Perfect for an after school snack, lunch box or finger food, these potato samosas are packed full of goodness and flavour. If you're lucky enough to have any leftover, they freeze beautifully.
- 1 1/2 cup (225g) plain (all-purpose) flour
- 1 tablespoon ghee
- 1 tablespoon cumin seeds
- 1/2 cup (125ml) warm water, approximately vegetable oil, for deep-frying
- 125 gram coliban potatoes, chopped finely
- 1 teaspoon ghee
- 1/2 brown onion (40g), chopped finely
- 1 clove garlic, crushed
- 1/2 fresh large green chilli, chopped finely
- 1 teaspoon grated fresh ginger
- 1/4 teaspoon each coriander seeds and cumin seeds
- 1/2 teaspoon garam masala
- 1 tablespoon finely chopped fresh coriander (cilantro)
- 1 teaspoon lemon juice
- 1Place flour in medium bowl; rub in ghee. Add seeds; gradually stir in enough of the water to make a firm dough. Knead on floured surface until smooth and elastic, enclose with plastic wrap; refrigerate 30 minutes
- 2For the filling, boil, steam or microwave potato until just tender; drain. Mash half the potato in small bowl. Melt ghee in medium saucepan; cook onion, garlic, chilli, ginger, seeds and garam masala, stirring, until onion softens. Stir in coriander, juice and both mashed and chopped potato.
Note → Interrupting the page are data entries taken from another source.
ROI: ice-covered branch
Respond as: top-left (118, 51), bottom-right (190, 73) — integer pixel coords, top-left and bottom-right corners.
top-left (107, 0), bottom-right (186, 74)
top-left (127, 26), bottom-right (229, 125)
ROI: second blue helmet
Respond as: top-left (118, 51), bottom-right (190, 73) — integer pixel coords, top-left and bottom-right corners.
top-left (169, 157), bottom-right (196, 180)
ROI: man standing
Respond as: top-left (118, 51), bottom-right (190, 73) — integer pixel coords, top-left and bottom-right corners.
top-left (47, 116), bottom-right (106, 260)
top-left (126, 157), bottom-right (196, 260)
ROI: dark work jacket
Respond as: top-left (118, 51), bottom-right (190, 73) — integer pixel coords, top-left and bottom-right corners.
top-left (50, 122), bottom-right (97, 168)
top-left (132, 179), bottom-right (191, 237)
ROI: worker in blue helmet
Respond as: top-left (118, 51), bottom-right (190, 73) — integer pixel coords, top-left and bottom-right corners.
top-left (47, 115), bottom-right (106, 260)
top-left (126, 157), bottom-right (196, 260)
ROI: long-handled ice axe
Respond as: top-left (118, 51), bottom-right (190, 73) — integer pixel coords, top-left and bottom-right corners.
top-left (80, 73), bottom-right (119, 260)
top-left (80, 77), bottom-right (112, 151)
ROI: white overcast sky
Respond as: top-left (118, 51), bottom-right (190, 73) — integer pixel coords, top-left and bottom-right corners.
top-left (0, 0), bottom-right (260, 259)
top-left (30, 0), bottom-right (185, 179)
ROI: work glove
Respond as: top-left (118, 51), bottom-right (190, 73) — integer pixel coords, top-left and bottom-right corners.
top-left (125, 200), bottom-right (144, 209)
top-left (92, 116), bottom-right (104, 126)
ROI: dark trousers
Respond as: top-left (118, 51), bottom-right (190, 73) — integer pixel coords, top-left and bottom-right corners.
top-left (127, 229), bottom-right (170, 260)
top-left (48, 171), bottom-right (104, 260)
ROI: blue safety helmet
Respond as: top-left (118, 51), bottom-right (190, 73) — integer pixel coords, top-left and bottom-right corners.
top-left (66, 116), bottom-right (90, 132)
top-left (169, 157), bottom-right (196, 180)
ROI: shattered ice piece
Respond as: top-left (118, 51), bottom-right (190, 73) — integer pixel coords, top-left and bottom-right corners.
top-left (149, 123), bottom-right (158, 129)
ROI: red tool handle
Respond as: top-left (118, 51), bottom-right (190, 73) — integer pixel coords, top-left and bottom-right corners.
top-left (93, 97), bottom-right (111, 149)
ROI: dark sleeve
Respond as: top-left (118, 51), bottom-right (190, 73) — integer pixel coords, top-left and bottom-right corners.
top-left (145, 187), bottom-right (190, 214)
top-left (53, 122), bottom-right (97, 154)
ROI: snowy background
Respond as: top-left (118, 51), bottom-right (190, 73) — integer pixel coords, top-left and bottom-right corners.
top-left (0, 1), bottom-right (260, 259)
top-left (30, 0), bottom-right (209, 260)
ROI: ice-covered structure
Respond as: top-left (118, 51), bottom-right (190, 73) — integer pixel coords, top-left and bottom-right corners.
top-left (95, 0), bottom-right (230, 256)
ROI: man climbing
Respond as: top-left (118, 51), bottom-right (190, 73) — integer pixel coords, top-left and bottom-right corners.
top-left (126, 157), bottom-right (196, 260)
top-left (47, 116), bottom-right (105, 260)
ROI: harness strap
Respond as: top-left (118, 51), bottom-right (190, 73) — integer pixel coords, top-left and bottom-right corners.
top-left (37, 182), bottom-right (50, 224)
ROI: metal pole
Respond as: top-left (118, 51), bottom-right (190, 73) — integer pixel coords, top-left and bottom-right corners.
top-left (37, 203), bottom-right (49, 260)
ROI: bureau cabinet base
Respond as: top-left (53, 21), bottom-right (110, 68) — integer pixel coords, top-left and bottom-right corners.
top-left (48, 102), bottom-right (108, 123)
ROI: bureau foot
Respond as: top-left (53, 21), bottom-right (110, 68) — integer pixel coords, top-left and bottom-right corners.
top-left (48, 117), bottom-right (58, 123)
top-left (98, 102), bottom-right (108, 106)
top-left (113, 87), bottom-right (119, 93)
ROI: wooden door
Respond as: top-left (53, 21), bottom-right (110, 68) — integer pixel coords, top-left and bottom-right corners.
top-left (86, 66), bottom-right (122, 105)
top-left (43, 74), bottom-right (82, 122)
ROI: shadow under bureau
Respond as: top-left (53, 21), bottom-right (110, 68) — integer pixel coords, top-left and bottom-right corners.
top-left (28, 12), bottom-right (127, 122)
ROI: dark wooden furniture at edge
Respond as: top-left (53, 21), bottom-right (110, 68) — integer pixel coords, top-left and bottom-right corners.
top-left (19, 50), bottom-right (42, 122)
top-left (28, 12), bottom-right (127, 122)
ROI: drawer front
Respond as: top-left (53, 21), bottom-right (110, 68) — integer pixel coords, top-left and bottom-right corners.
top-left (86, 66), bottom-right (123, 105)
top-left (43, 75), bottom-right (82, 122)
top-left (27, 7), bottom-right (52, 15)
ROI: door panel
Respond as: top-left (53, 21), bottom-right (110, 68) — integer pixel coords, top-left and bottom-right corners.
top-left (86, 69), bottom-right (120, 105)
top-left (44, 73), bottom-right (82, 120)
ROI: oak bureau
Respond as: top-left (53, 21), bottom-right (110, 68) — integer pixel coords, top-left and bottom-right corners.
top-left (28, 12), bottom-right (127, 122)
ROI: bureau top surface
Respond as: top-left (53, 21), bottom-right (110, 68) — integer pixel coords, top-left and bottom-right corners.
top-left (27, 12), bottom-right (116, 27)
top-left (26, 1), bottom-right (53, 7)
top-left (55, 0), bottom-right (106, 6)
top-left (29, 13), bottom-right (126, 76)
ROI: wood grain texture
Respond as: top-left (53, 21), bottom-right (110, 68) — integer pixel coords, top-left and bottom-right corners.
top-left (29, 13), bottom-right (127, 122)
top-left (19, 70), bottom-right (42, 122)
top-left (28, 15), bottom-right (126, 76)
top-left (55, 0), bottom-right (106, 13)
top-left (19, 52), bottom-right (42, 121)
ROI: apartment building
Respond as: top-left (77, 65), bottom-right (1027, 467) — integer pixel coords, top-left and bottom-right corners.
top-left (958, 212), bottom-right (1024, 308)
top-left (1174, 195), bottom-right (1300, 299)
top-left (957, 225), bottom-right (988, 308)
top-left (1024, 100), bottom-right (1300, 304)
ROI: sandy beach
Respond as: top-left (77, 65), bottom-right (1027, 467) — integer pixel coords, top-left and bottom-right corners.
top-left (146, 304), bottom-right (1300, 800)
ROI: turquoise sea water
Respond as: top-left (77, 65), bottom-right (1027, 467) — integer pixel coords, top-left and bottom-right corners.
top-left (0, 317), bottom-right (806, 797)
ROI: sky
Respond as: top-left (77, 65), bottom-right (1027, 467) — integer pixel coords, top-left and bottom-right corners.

- 3Roll dough on floured surface until 3mm (¹/8-inch) thick. Using 8cm (3¼-inch) cutter, cut 28 rounds from dough. Place level teaspoons of cold filling in centre of each round; brush around edge of rounds with water, press together to enclose filling.
- 4Heat oil in large saucepan; deep-fry samosas, in batches, until browned and crisp. Drain on absorbent paper.
You could also use nicola or pink-eye potatoes for this recipe.